Now conservatives are saying they’ll refuse to eat at Chick-fil-A. Will those neoliberals call these disaffected consumers “chicken McCarthyites,” too? Of course not. That was never anything but a bit of rhetorical pyrotechnics—a cheap ploy to pretend conservatives still have some skin in the game of consumer capitalism.

Corporations don’t care about us and they’re not our friends. This has been the most difficult lesson conservatives have had to learn, yet we apparently still haven’t learned it. We’ve spent the better part of a century lobbying for corporate tax cuts in the name of trickle-down economics. We’ve campaigned tirelessly for bailouts of big businesses and big banks. We’ve excommunicated protectionists like Patrick J. Buchanan and Donald J. Trump from the conservative movement for trying to protect blue-collar Americans from having their jobs outsourced to the Third World or having their wages gouged by competition from South American immigrants. Now look where it’s gotten us.

We shouldn’t be surprised. An economic system predicated on paying transient workers a minimal salary to sell cheap, mass-produced goods in order to make large profits for a small group of executives is fundamentally un-conservative. Expecting corporations to promote family values when they don’t even pay a family wage is just absurd. If the heads of Chick-fil-A really cared about strengthening the traditional family, they wouldn’t work for Chick-fil-A.

Another word for “woke capitalism” is—capitalism. This is why Senator Marco Rubio’s “common good capitalism” simply isn’t enough. If conservatism is to have any future, it must be anti-capitalist—if only because capitalists are anti-conservative.

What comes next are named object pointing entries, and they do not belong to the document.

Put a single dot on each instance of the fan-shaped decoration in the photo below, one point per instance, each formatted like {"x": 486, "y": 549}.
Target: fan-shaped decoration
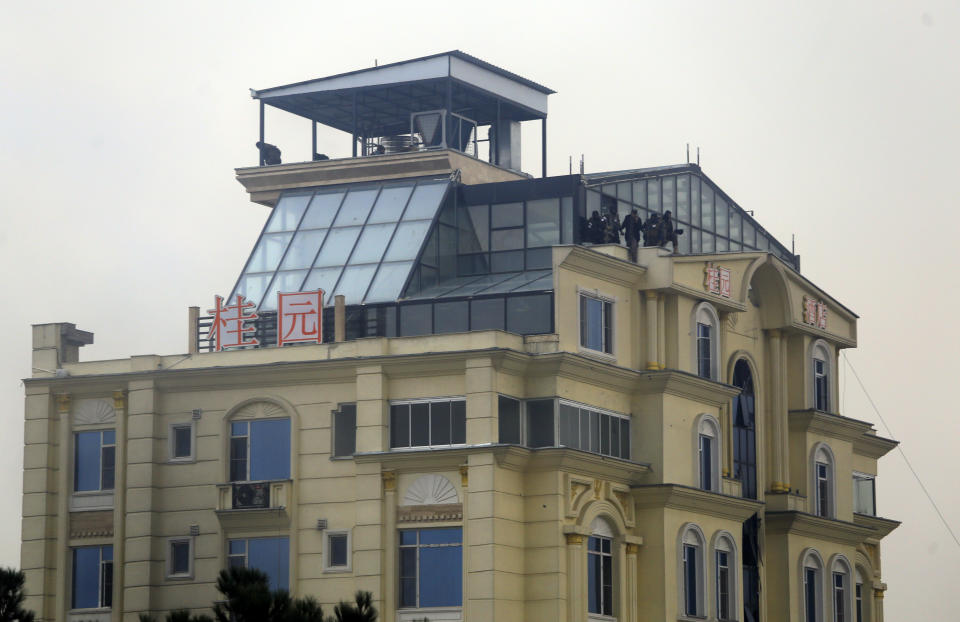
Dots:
{"x": 93, "y": 411}
{"x": 430, "y": 490}
{"x": 259, "y": 410}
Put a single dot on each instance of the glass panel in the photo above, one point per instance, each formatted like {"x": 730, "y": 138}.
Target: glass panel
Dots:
{"x": 270, "y": 449}
{"x": 487, "y": 314}
{"x": 407, "y": 241}
{"x": 425, "y": 201}
{"x": 543, "y": 222}
{"x": 288, "y": 281}
{"x": 506, "y": 215}
{"x": 356, "y": 207}
{"x": 303, "y": 249}
{"x": 390, "y": 204}
{"x": 269, "y": 251}
{"x": 389, "y": 281}
{"x": 286, "y": 215}
{"x": 322, "y": 210}
{"x": 373, "y": 241}
{"x": 337, "y": 247}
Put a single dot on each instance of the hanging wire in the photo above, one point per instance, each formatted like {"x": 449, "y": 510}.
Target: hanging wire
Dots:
{"x": 902, "y": 453}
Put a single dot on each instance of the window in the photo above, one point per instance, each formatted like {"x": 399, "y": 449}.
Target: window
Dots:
{"x": 600, "y": 569}
{"x": 260, "y": 450}
{"x": 431, "y": 567}
{"x": 705, "y": 333}
{"x": 92, "y": 577}
{"x": 812, "y": 587}
{"x": 336, "y": 551}
{"x": 428, "y": 424}
{"x": 821, "y": 376}
{"x": 596, "y": 324}
{"x": 708, "y": 453}
{"x": 691, "y": 566}
{"x": 864, "y": 494}
{"x": 181, "y": 442}
{"x": 271, "y": 555}
{"x": 725, "y": 559}
{"x": 179, "y": 558}
{"x": 345, "y": 431}
{"x": 823, "y": 481}
{"x": 94, "y": 460}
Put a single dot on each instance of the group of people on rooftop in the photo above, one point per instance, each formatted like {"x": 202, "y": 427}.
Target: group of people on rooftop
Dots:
{"x": 606, "y": 229}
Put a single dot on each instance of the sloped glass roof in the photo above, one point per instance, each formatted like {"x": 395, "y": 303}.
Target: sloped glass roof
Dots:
{"x": 359, "y": 240}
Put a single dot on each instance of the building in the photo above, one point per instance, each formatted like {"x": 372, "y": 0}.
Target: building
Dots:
{"x": 498, "y": 420}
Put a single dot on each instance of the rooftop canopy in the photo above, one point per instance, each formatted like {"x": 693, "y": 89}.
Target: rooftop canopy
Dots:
{"x": 378, "y": 101}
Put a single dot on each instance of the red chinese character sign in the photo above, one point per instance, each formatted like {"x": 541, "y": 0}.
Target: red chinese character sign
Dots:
{"x": 815, "y": 312}
{"x": 229, "y": 329}
{"x": 717, "y": 280}
{"x": 300, "y": 317}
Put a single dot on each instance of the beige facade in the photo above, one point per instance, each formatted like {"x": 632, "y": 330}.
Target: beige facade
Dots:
{"x": 527, "y": 515}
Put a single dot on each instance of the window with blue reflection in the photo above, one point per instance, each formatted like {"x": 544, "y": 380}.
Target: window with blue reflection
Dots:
{"x": 92, "y": 571}
{"x": 431, "y": 568}
{"x": 260, "y": 450}
{"x": 269, "y": 555}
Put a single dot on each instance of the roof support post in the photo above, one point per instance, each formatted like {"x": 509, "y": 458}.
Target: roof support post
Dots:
{"x": 543, "y": 144}
{"x": 262, "y": 161}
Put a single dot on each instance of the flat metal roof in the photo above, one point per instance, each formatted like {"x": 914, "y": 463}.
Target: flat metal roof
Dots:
{"x": 383, "y": 97}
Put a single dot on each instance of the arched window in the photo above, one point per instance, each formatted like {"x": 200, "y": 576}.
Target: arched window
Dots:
{"x": 692, "y": 583}
{"x": 706, "y": 337}
{"x": 820, "y": 359}
{"x": 812, "y": 568}
{"x": 600, "y": 568}
{"x": 823, "y": 481}
{"x": 725, "y": 574}
{"x": 840, "y": 589}
{"x": 708, "y": 453}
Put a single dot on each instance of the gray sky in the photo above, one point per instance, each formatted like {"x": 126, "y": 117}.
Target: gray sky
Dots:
{"x": 122, "y": 123}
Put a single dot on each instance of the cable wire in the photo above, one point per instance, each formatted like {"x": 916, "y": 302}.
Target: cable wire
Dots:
{"x": 902, "y": 453}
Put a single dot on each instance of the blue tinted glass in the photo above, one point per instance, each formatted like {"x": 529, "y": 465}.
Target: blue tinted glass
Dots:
{"x": 86, "y": 577}
{"x": 87, "y": 464}
{"x": 441, "y": 572}
{"x": 271, "y": 555}
{"x": 441, "y": 536}
{"x": 270, "y": 449}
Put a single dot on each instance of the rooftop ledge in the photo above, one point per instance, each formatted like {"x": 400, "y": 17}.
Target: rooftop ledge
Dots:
{"x": 265, "y": 183}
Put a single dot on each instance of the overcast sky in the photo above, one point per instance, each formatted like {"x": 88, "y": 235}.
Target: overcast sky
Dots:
{"x": 837, "y": 122}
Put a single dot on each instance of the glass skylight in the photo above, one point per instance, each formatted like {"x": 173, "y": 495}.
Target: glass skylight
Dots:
{"x": 360, "y": 241}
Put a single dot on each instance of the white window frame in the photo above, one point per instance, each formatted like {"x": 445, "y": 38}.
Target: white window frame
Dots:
{"x": 692, "y": 535}
{"x": 172, "y": 442}
{"x": 707, "y": 425}
{"x": 348, "y": 567}
{"x": 823, "y": 455}
{"x": 705, "y": 313}
{"x": 605, "y": 299}
{"x": 170, "y": 571}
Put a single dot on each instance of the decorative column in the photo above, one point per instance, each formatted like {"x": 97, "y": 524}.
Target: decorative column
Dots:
{"x": 576, "y": 586}
{"x": 63, "y": 503}
{"x": 653, "y": 361}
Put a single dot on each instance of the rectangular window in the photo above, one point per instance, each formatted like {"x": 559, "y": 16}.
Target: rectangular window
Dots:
{"x": 508, "y": 413}
{"x": 431, "y": 568}
{"x": 337, "y": 551}
{"x": 271, "y": 555}
{"x": 345, "y": 430}
{"x": 179, "y": 557}
{"x": 94, "y": 458}
{"x": 600, "y": 575}
{"x": 260, "y": 450}
{"x": 428, "y": 424}
{"x": 596, "y": 324}
{"x": 92, "y": 577}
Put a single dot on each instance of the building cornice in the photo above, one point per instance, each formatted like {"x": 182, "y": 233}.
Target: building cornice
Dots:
{"x": 688, "y": 499}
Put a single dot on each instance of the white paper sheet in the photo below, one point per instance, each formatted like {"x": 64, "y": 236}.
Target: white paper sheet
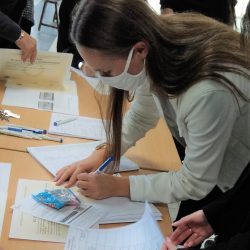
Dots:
{"x": 94, "y": 82}
{"x": 82, "y": 127}
{"x": 143, "y": 235}
{"x": 120, "y": 209}
{"x": 43, "y": 99}
{"x": 49, "y": 69}
{"x": 55, "y": 157}
{"x": 5, "y": 169}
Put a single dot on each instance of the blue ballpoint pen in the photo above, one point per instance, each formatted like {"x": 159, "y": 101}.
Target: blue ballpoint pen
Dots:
{"x": 104, "y": 165}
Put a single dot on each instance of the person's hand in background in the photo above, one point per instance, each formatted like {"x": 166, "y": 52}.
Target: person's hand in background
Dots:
{"x": 193, "y": 229}
{"x": 168, "y": 245}
{"x": 28, "y": 47}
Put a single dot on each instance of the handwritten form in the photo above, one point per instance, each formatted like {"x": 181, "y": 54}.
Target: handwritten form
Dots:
{"x": 5, "y": 169}
{"x": 82, "y": 127}
{"x": 143, "y": 235}
{"x": 55, "y": 157}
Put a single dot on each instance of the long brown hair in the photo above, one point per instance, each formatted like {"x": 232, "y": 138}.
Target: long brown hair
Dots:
{"x": 183, "y": 49}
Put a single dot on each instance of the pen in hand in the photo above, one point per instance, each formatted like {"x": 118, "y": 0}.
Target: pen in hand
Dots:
{"x": 104, "y": 165}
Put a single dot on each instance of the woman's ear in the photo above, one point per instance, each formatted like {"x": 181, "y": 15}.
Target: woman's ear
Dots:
{"x": 141, "y": 49}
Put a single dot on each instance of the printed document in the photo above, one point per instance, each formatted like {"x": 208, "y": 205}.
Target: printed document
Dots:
{"x": 4, "y": 183}
{"x": 61, "y": 101}
{"x": 49, "y": 69}
{"x": 55, "y": 157}
{"x": 94, "y": 82}
{"x": 82, "y": 127}
{"x": 142, "y": 235}
{"x": 120, "y": 209}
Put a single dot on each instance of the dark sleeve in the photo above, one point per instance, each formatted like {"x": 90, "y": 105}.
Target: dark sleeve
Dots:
{"x": 219, "y": 10}
{"x": 232, "y": 208}
{"x": 238, "y": 242}
{"x": 9, "y": 30}
{"x": 64, "y": 43}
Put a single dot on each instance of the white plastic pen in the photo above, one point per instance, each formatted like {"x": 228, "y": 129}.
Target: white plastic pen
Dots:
{"x": 49, "y": 138}
{"x": 60, "y": 122}
{"x": 13, "y": 133}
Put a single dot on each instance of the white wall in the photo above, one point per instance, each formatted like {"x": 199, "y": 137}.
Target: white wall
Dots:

Lo! Some young Actonite has just thrown The Wealth of Nations through my window. And look—there’s a brick tied to it.

The phrase “anti-capitalism” is a godsend to these people. Every time we get them on the ropes, just when they’re about to go down for the count, we deliver (what we think will be) this final blow. Suddenly the light returns to their eyes. Then comes the fatal counterattack. The neoliberal straightens up, crosses his arms, and chirrups: “But if no capitalism, how vaccines smartphone avocados Amazon Prime?”

Checkmate, distributist.

All right, fine. But if we can’t oppose the so-called free market, can we at least agree to stop greasing its wheels? If we can’t be anti-capitalist, can we at least be un-capitalist?

For instance, Republicans are up at arms about Senator Elizabeth Warren’s attempt to break up large tech companies like Facebook in order to prevent (among other things) the proliferation of “fake news.” Many of my fellow Catholics have quoted Benedict XVI’s remarks for the 47th World Communications Day in 2013, where he called the internet “the new agora.” And he may be right, in a sense. Diogenes used to walk around the old agora naked, defecating on the streets and masturbating on public benches while shouting obscenities at passersby. The new agora is like a mirror image of the old. It’s a swollen throng of Diogeneses, with a couple of normal people trying to push through the vile masses as they go about their grocery shopping. Behold: the blessings of liberty!

This is why the liberal conservatives, with their consumer-capitalist mindset, will ultimately fail. They will turn yet another multi-billion-dollar corporation into a martyr for the First Amendment. Ordinary, commonsensical Americans will then look around and say, “If this is democracy, then I must be a Stalinist.” If Senator Warren wants to send Mark Zuckerberg to the internet’s gulag, blow him a kiss and wish him a safe journey.

I’m not talking about state action. I’m talking about voluntarily withdrawing from consumer capitalism. Instead of fighting to reclaim the global economy, reinvest in the local economy—and better yet, the home economy. Abandon the new agora of Amazon and eBay; do your shopping at independent grocers and independent clothiers. Instead of ripping on Chick-fil-A like a jealous ex-boyfriend, rally around the family table. Don’t meet up with friends on Facebook; gather around the hearth.

Think of it like the BDS movement, but for right-wingers. Boycott, divest, and sanction the modern world.